Bis-butoxyphenyl dipyridine cation with high affinity for PF6−: Enhancement of solid fluorescence and inhibits Escherichia coli and Staphylococcus aureus activity through anion-π+ interactions

Abstract

The contamination of anions and the overuse of antibiotics pose significant hazards to human health. Excess anions can cause serious damage to organisms and the natural environment, while the misuse of antibiotics has led to the emergence of multi-drug resistant bacteria. Therefore, it is important to develop multifunctional fluorescent sensing devices that integrate the rapid and sensitive detection of specific anions and that exhibit excellent antimicrobial activity against multi-resistant bacteria. This study describes the synthesis of three water-soluble cationic fluorescent molecules, DPPT-R (R = 5C, 6C, 7C).

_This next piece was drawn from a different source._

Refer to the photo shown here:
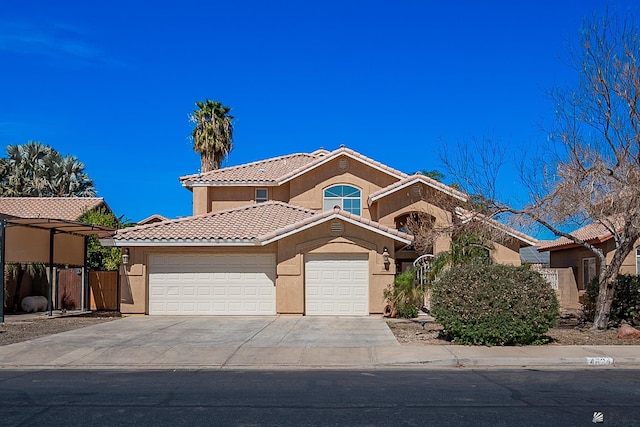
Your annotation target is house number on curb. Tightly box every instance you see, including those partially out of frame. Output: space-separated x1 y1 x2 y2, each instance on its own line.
586 357 614 365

Their structures were characterized using 1H NMR spectroscopy, HRMS, and single crystal X-ray diffraction. Spectroscopic properties of the probes were recorded using UV–visible absorption and fluorescence spectroscopy. The recognition mode and mechanism of the fluorescent probes towards PF6− were investigated. Under aqueous solution conditions involves the PF6− induced aggregation of the probe via strong electrostatic interactions, leading to fluorescence quenching. Adjusting the alkyl chain length of the probe can enhance the sensitivity for the detection of the target anions. The detection limits are 0.892 μM, 0.786 μM and 0.444 μM for R = 5C, 6C, 7C, respectively. In addition, DPPT-R and DPPT-R@PF6 exhibit good inhibitory activity and fluorescence imaging capability against methicillin-resistant Staphylococcus aureus and multidrug-resistant Escherichia coli. Among them, the side chain of DPPT-R@PF6 with an almost 90° bend may be more advantageous for membrane insertion, thus enhancing its antimicrobial activity. In particular, after DPPT-R and PF6− form the DPPT-R@PF6 complex, the complex enhances its solid-state fluorescence, intensity of bacterial fluorescence imaging, and antibacterial activity through anion-π+ interactions. Therefore, this study can provide a new strategy and theoretical basis for the design and application of multifunctional fluorescent sensing materials and antibacterial molecules based on electrostatic interactions and anion-π+ interactions.